Like many of the rest of the federal government at the moment, NASA is faltering during the first turbulent days of the Trump government.
The last two weeks have brought a change in leadership in the form of interim manager Janet Petro, whose Ascension was a surprise. Her first act was to tell employees of the agency to remove and “report” diversity, equity, inclusion and accessibility contracts about everyone who has not carried out this order. Soon civil servants started to receive e -mails from the American personnel management office that some people push them to resign.
Then there are the actions of SpaceX founder Elon Musk. Last week he caused doubts by claiming that NASA had “stranded” astronauts at the space station. (The astronauts are completely safe and have a journey home.) Perhaps even more important, he owns the most important contractor of the space agency and in recent weeks it has become deeply entangled in the operation of the US government through his government efficiency department.

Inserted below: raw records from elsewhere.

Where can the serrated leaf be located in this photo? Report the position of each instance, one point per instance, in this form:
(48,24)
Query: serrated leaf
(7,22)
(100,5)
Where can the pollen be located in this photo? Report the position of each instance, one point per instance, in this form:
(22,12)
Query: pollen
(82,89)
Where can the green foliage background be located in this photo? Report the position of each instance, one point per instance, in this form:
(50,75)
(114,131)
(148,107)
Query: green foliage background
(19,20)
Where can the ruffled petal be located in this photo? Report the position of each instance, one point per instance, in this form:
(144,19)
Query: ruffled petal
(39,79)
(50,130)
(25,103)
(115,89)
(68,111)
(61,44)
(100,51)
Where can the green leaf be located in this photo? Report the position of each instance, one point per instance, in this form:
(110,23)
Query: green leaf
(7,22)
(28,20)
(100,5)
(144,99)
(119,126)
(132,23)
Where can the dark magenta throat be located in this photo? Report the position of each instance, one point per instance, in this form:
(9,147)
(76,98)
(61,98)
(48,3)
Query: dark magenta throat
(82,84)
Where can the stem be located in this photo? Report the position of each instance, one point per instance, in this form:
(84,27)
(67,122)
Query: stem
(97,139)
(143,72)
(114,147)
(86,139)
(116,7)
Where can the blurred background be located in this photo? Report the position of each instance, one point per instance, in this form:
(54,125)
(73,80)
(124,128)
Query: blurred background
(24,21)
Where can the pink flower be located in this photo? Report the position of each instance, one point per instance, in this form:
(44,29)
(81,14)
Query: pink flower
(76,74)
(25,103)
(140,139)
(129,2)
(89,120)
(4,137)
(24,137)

For some NASA employees, regardless of whether it is true or not, there is now an uncomfortable feeling that they work for Musk and to carry out contracts to SpaceX.

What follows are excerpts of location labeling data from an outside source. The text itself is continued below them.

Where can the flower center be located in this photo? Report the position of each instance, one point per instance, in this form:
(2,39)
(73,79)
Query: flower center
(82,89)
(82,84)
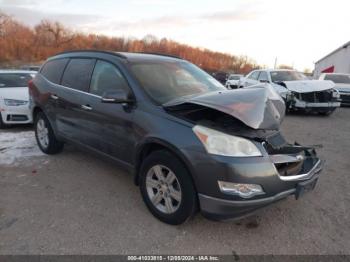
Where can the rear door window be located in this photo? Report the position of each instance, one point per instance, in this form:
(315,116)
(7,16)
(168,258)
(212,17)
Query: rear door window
(14,80)
(78,73)
(254,75)
(107,77)
(53,70)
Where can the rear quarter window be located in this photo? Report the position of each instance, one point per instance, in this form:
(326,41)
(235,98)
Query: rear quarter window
(78,74)
(14,80)
(53,70)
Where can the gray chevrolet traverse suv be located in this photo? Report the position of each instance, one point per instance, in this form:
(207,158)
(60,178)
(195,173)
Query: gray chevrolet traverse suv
(190,143)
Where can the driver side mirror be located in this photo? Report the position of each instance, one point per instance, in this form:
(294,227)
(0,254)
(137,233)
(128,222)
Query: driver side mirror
(117,97)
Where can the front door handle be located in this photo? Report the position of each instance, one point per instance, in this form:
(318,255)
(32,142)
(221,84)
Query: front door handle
(86,107)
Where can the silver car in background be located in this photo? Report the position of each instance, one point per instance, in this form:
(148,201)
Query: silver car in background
(233,81)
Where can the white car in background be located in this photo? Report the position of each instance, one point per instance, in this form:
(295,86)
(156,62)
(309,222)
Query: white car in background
(14,97)
(342,85)
(298,92)
(232,81)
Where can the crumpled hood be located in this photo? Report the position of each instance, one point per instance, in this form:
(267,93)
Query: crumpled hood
(343,88)
(305,86)
(259,107)
(19,93)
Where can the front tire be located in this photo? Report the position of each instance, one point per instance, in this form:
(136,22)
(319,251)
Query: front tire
(45,136)
(2,124)
(167,189)
(326,113)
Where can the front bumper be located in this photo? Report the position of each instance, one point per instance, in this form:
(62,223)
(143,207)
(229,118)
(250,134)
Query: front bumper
(220,209)
(345,98)
(308,105)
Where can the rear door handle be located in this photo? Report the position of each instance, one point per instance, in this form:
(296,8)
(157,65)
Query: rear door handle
(86,107)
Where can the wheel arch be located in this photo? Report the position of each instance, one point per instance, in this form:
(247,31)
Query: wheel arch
(154,144)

This care was raised at the end of Friday when Petro announced that an old SpaceX employee named Michael Altenhofen had joined the office “as a senior adviser to the NASA manager.” Altenhofen is an accomplished engineer who left NASA an internship in 2005, but spent the past 15 years in SpaceX, most recently as a leader of human space programs. He certainly brings expertise, but his recruitment also calls concern about the influence of SpaceX on NASA operations. Petro did not respond to a request for comments on Monday about possible conflicts of interest and the scope of the involvement of Altenhofen.
This weekend I spent talking and texting NASA sources in various centers throughout the country, and the compelling message is that it is morally at the desk 'absurd low'. Meetings between civil servants and their leadership, such as an all-hand meeting in the Langley Research Center of NASA in Virginia, have recently been loaded with tension. Nobody knows what will happen.